Targeting the NOTCH2/ADAM10/TCF7L2 Axis-Mediated Transcriptional Regulation of Wnt Pathway Suppresses Tumor Growth and Enhances Chemosensitivity in Colorectal Cancer.

作者信息

Xiang Zhen, Wang Yiwei, Ma Xiao, Song Shuzheng, He Yuanqiao, Zhou Jiamin, Feng Longhai, Yang Su, Wu Yibin, Yu Bingran, Xia Guangkai, Xu Weiqi, Zhao Yiming, Wang Lu

机构信息

Department of Hepatic Surgery, Fudan University Shanghai Cancer Center, 270 Dong-An Road, Shanghai, 200032, China.

Department of general surgery, Shanghai Jiao Tong University Affiliated Sixth People's Hospital, 600 Yishan Rd, Shanghai, 200233, P. R. China.

出版信息

Adv Sci (Weinh). 2025 Jan;12(3):e2405758. doi: 10.1002/advs.202405758. Epub 2024 Nov 27.

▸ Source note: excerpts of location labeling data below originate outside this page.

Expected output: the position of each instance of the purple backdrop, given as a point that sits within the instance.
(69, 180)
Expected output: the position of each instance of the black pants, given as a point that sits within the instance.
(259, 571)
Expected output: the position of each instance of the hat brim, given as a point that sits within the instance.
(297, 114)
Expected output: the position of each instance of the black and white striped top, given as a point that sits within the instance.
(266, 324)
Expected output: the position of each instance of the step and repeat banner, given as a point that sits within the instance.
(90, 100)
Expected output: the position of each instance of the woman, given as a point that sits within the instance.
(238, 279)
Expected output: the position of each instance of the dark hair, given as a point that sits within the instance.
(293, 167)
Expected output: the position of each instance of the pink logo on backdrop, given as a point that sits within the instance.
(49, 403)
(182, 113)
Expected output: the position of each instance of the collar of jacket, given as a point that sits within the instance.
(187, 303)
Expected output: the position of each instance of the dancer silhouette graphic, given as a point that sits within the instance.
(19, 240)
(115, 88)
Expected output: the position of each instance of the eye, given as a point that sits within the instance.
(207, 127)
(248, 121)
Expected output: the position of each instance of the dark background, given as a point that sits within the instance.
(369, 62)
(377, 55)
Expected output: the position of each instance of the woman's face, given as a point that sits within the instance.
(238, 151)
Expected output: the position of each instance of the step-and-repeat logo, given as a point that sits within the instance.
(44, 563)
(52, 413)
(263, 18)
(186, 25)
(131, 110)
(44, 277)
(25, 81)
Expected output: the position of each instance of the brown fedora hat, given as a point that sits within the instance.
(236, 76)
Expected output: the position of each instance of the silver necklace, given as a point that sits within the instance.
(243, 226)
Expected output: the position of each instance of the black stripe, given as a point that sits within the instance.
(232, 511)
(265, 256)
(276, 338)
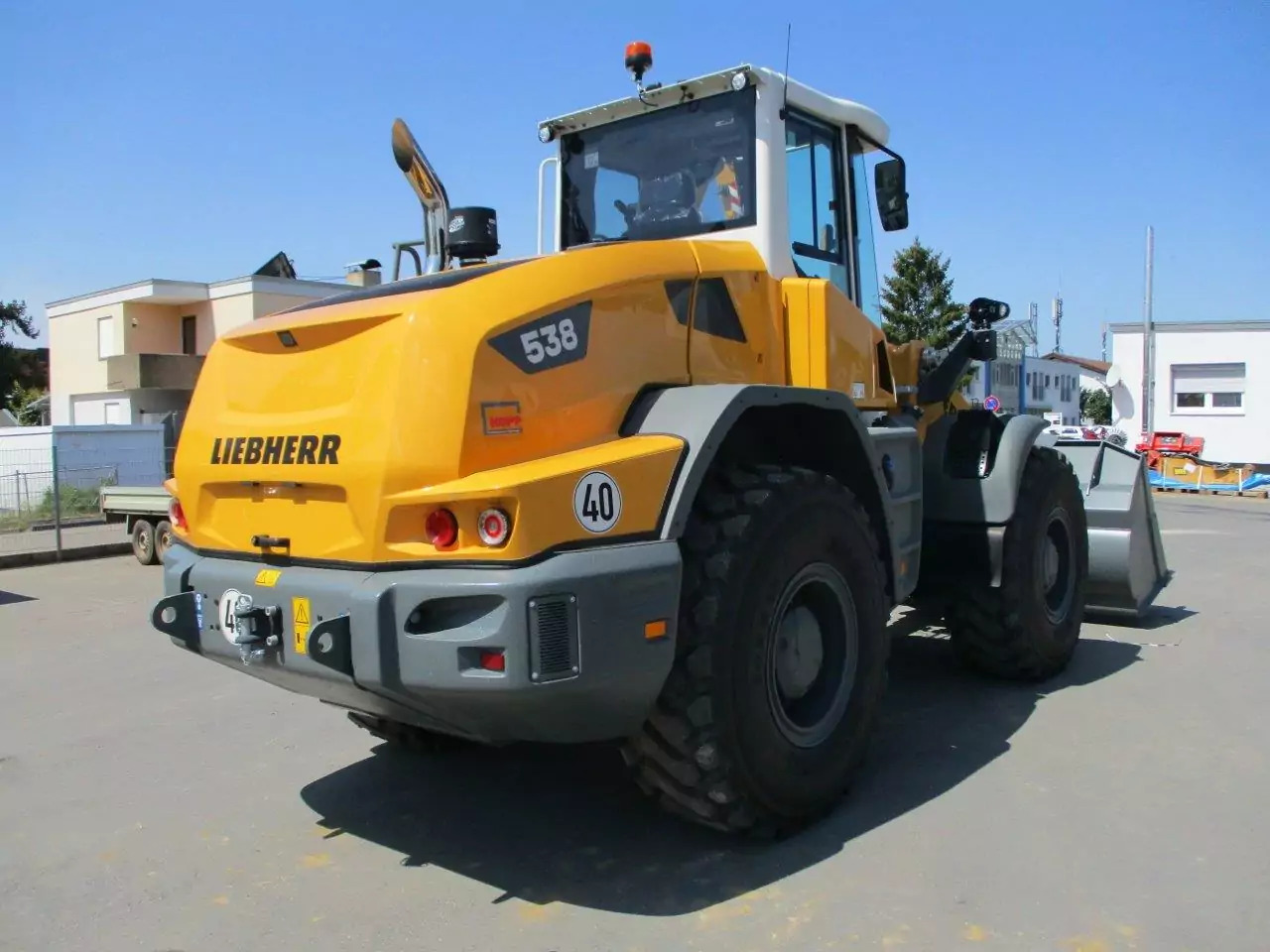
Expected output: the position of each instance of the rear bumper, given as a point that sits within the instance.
(405, 645)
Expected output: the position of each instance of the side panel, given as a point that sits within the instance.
(841, 343)
(703, 416)
(737, 320)
(988, 500)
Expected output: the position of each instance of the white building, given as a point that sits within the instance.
(1210, 380)
(128, 353)
(1030, 385)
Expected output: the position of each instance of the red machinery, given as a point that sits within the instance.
(1159, 444)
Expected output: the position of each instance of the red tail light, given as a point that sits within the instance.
(441, 529)
(177, 516)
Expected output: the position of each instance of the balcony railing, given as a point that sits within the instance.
(146, 371)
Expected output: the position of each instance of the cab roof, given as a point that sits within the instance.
(844, 111)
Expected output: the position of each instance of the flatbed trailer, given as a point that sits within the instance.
(144, 513)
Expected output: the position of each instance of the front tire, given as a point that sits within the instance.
(1028, 629)
(781, 656)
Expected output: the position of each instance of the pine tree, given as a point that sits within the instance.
(917, 302)
(13, 318)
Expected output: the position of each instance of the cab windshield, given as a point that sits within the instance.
(686, 169)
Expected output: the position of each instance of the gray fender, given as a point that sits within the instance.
(989, 500)
(702, 416)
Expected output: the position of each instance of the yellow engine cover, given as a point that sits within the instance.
(340, 424)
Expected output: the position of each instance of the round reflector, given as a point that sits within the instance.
(494, 527)
(441, 529)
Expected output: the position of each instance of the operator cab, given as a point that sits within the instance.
(742, 154)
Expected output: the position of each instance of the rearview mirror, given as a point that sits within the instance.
(892, 194)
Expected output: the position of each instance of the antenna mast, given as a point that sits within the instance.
(1058, 324)
(785, 102)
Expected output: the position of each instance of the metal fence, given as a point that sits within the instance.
(50, 493)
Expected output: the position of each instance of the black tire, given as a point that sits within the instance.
(1028, 629)
(725, 746)
(144, 542)
(407, 737)
(163, 539)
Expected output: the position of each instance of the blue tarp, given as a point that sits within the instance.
(1254, 480)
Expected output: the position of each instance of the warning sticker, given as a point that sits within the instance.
(300, 615)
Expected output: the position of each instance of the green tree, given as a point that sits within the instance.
(21, 404)
(917, 302)
(1096, 407)
(13, 320)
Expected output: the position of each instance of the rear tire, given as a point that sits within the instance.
(144, 540)
(163, 539)
(781, 655)
(1028, 629)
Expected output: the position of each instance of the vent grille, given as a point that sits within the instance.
(553, 638)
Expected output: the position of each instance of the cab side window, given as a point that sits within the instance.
(813, 155)
(866, 293)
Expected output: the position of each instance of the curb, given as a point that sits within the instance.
(18, 560)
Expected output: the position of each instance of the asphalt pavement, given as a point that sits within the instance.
(150, 800)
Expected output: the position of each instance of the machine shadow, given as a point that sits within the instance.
(549, 824)
(1155, 617)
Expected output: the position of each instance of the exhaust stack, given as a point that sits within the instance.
(432, 194)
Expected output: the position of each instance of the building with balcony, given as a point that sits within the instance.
(1206, 379)
(132, 353)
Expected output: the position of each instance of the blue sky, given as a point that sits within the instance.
(194, 141)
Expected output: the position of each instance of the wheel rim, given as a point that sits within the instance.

DOI:10.1002/advs.202405758
PMID:39601111
原文链接:https://pmc.ncbi.nlm.nih.gov/articles/PMC11744699/
Abstract

Wnt/β-catenin/transcription factor (TCF) transcriptional activity plays an integral role in colorectal cancer (CRC) carcinogenesis. However, to date, no drugs targeting this pathway are used in clinical practice owing to the undesirable and serious side effects. In this study, it is found that the transcriptional regulation of Wnt pathway is activated and associated with liver metastasis in CRC. Through high-throughput screening of 24 inhibitors on 12 CRC and three colorectal organoids in this organoid living biobank, adavivint is found to exhibit anti-tumor activity and low toxicity in colorectal organoids, independent of the canonical Wnt/β-catenin signaling. Mechanistically, ADAM10 is screened as a target of adavivint to specifically regulate the protein expression of NOTCH2, which mediates the transcriptional regulation of the Wnt pathway. NOTCH2 not directly interact with TCF7-like 2 (TCF7L2), a key downstream transcriptional factor of canonical Wnt/β-catenin signaling, but directly activated the transcription of TCF7L2 and Wnt target genes, such as MYC, JUN and CCND1/2. Furthermore, use of adavivint or blockage of ADAM10/NOTCH2/TCF7L2 signaling enhances the chemosensitivity of CRC cells. Overall, this study provides a promising candidate for the development of small-molecule inhibitors and reveals a potential therapeutic target for CRC.

摘要

Wnt/β-连环蛋白/转录因子(TCF)转录活性在结直肠癌(CRC)致癌过程中起着不可或缺的作用。然而,迄今为止,由于不良和严重的副作用,尚无针对该途径的药物用于临床实践。在本研究中,发现Wnt途径的转录调控被激活并与CRC中的肝转移相关。通过在这个类器官生物样本库中对12种CRC和三种结直肠类器官进行24种抑制剂的高通量筛选,发现阿达维文特在结直肠类器官中表现出抗肿瘤活性和低毒性,且不依赖于经典的Wnt/β-连环蛋白信号传导。从机制上讲,ADAM10被筛选为阿达维文特的靶点,以特异性调节NOTCH2的蛋白表达,NOTCH2介导Wnt途径的转录调控。NOTCH2不直接与经典Wnt/β-连环蛋白信号传导的关键下游转录因子TCF7样2(TCF7L2)相互作用,但直接激活TCF7L2和Wnt靶基因(如MYC、JUN和CCND1/2)的转录。此外,使用阿达维文特或阻断ADAM10/NOTCH2/TCF7L2信号传导可增强CRC细胞的化学敏感性。总体而言,本研究为小分子抑制剂的开发提供了一个有前景的候选药物,并揭示了CRC的一个潜在治疗靶点。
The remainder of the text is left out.